Way prediction allows an associative cache to provide the hit time of a direct-mapped cache. The MIPS R10000 processor used way prediction to achieve a different goal: reduce the cost of the chip package. The R10000 hardware includes an on-chip L1 cache, on-chip L2 tag comparison circuitry, and an on-chip L2 way prediction table. L2 tag information is brought on chip to detect an L2 hit or miss. The way prediction table contains 8K 1-bit entries, each corresponding to two L2 cache blocks. L2 cache storage is built external to the processor package, is 2-way associative, and may have one of several block sizes.

**Part A [2 points]**

How can way prediction reduce the number of pins needed on the R10000 package to read L2 tags and data, and what is the impact on performance compared to a package with a full complement of pins to interface to the L2 cache?

**Part B [2 points]**

How could a 2-associative cache be implemented with the same smaller number of pins but without the way prediction table? What is the performance drawback?

**Part C [4 points]**

Assume that the R10000 uses most-recently used way prediction. What are reasonable design choices for the cache state update(s) to make when the desired data is in the predicted way, the desired data is in the non-predicted way, and the desired data is not in the L2 cache? Please fill in your answers in the following table.

|  |  |
| --- | --- |
| **Cache Access Case** | **Cache State Change**  **Way Prediction Entry** |
| Desired data is in the  predicted way | No change |
| Desired data is in the non-predicted way |  |
| Desired data is not in the L2 cache |  |

**Part D [2 points]**

For a 1024 KB L2 cache with 64-byte blocks and 8-way set associativity, how would the prediction table be organized for this new size? Give your answer in the form of “X entries by Y bits per entry.”

**Part E [2 points]**

For an 8 MB L2 cache with 128-byte blocks and 2-way set associativity, what would the prediction table organization be? Again, give your answer as “X entries by Y bits per entry.”

**Part F [2 points]**

What is the difference in the way that the R10000 with only 8K way prediction table entries will support the cache in part d) versus the cache in part e)? Hint: Think about the similarity between a way prediction table and a branch prediction table.

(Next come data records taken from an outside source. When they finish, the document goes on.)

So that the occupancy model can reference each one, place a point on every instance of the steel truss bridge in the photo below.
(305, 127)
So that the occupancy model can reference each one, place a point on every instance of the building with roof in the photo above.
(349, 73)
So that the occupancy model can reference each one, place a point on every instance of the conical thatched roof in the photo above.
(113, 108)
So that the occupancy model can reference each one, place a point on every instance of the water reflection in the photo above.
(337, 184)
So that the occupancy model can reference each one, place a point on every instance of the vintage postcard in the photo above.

**NOTE: ONLY GRADUATE STUDENTS SHOULD SOLVE THIS PROBLEM**

**Problem 5 [8 points]**

Consider a computer with an in-order CPU, and with a data cache block size of 64 bytes (16 words) and a 32-bit wide bus to the memory. The memory takes 10 cycles to supply the first word and 2 cycles per word to supply the rest of the block. The cache is non-blocking, and it can support any number of outstanding misses. The memory can service multiple requests simultaneously if required (techniques to achieve this will be discussed in class).

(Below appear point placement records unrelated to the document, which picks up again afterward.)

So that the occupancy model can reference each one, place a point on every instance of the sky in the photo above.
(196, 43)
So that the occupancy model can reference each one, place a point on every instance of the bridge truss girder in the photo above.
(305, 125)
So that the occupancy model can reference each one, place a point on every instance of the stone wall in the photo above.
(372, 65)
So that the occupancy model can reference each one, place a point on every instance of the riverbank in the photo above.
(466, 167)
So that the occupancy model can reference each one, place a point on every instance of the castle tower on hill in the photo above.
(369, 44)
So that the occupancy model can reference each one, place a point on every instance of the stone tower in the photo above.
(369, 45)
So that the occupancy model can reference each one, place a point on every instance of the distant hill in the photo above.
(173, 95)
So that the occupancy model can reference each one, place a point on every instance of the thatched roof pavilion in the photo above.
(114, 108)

This cache and memory system implement a “**Requested Word First and Early Restart**” policy, and the bus delivers the block data in “**cyclic order”** starting with the requested word. Cyclic order means that if the requested word is the 5th in a block of size 16 words, then the order in which the words in the block are supplied is 5, 6, 7 … 16, 1, 2, 3, 4.

**Part A [3 points]**

Consider the following code fragment, which operates on an integer array A which is block-aligned (that is A[0] is located at the start of a cache block in memory):

for (i = 11; i < 100; i += 16) { /\* 1 \*/

A[i] \*= 2; /\* 2 \*/

}

Suppose that the cache is big enough so that there are only compulsory misses. Further, statement 1 takes 4 cycles to execute, and statement 2 takes 4 cycles to execute in addition to any miss latency. Assume no overlap in the execution of these statements. Initially, the array A is not present in the cache, so any initial accesses to A cause misses in the cache.

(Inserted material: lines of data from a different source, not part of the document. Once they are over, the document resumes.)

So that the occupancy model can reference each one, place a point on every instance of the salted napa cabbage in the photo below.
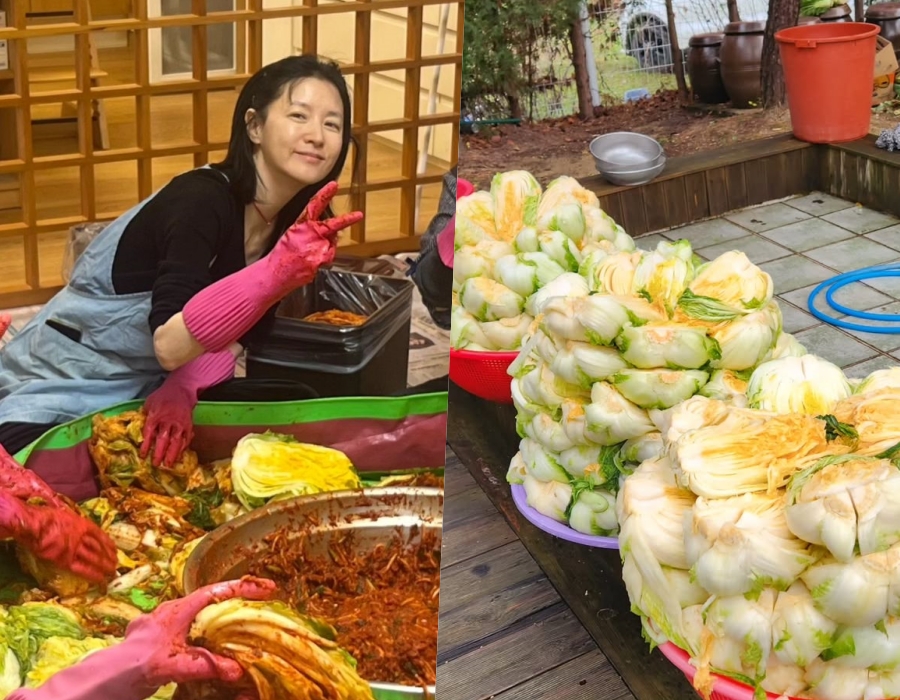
(602, 227)
(747, 340)
(651, 503)
(284, 654)
(526, 273)
(488, 300)
(719, 451)
(540, 463)
(595, 464)
(516, 195)
(550, 498)
(559, 318)
(786, 345)
(58, 653)
(859, 592)
(875, 647)
(742, 544)
(585, 364)
(739, 642)
(266, 466)
(27, 626)
(506, 333)
(564, 190)
(610, 418)
(805, 384)
(659, 388)
(478, 260)
(544, 389)
(639, 449)
(545, 430)
(875, 416)
(880, 379)
(567, 217)
(726, 287)
(593, 512)
(623, 241)
(474, 219)
(829, 680)
(650, 510)
(662, 275)
(614, 274)
(604, 316)
(560, 249)
(664, 344)
(567, 284)
(728, 386)
(465, 330)
(848, 504)
(799, 632)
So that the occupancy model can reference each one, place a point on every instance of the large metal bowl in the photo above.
(625, 151)
(374, 515)
(636, 177)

What is the running time of this loop with the “*Requested Word First and Early Restart*” policy?

**Part B [3 points]**

How many cycles would the above loop take to run in a system with just “*Early Restart*” (i.e. the block is fetched in normal order, but the program is started early at arrival of requested word).

**Part C [2 points]**

How many cycles would the above loop take to run in a system with the base policy (i.e. normal fetch and restart)?